Mongrel Howling: The Past


This one is in response to Esther Newton’s prompt on ‘The Past’. Here goes.

Three venerable old men sat down to talk. For want of anything better, and to avoid leaving them to the nameless dark, let’s give them names. They are, for the purpose of this story, called Nehru, Gandhi and Jinnah.

The three old men lived in that nebulous region between Heaven and Hell. Some call it the Spirit world. Others call it The Realm of The Damned. As old men are wont to do, they began to talk of the past, and their time on earth. They had been contemporaries, and each had imagined that he had done great service to his country during his individual lifetime.

After talking a bit, and exchanging notes amicably, a strange realization came over them. Neither could agree on a common version the events of the past, or the effect of the events of their time on earth on their generation, or those that followed.

Each cloaked their version in fancy figures of speech, and in the finest robes of imagination. At times they claimed that it was destiny that had shaped their actions. At others, they claimed that they were the agents of God, and were acting in his name.  Each arrogated to themselves the best possible motives for their actions, and could only see the good in all that they had done.

Anger coursed through their ghostly beings, and they flailed at each other in vain. Gossamer arms passed through gossamer bodies, and all that remained were spirits of malice and spite.

Finally, they went to The Pearly Gates, and asked St Peter to be the arbiter of Truth and Justice between them. Each importuned him in the most wheedling manner possible, and fake smiles coursed across their faces.
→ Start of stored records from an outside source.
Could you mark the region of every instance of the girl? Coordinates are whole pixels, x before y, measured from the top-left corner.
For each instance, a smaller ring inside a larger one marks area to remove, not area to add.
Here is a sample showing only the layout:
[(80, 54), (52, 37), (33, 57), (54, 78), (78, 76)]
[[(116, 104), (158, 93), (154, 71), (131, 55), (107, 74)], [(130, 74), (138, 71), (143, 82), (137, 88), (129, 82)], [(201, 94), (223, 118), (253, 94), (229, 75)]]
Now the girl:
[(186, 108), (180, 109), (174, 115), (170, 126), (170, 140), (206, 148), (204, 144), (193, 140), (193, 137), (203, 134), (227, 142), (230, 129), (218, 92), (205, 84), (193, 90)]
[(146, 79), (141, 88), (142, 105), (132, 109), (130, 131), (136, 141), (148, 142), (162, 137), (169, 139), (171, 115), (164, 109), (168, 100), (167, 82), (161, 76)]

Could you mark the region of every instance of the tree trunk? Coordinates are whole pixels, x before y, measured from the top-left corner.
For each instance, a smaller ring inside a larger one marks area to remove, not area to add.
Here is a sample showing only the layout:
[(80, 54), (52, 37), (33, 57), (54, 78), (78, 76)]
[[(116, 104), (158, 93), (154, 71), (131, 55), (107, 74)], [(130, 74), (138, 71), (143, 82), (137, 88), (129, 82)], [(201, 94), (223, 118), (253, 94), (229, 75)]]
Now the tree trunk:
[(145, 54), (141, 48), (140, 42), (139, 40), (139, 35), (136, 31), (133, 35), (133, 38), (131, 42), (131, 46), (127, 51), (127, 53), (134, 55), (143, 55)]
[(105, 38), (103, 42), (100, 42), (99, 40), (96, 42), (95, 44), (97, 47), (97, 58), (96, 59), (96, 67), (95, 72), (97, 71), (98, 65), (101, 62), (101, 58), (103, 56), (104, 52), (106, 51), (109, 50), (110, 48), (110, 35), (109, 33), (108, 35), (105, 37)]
The Good Saint smiled, and said, ‘Each version represents the truth, and each version is a lie. Each represents your own individual truth, but not the whole truth. Neither of you would survive the memory of the past, and must seek comfort in your own individual history, no matter the cost to the millions of innocents who lived in your times’.

With that, he closed The Gates, and left the three to wither and waste away.’


  1. Would you really condemn these men to hell? Changing the course of history is an horrendous undertaking. They were bound to make some mistakes.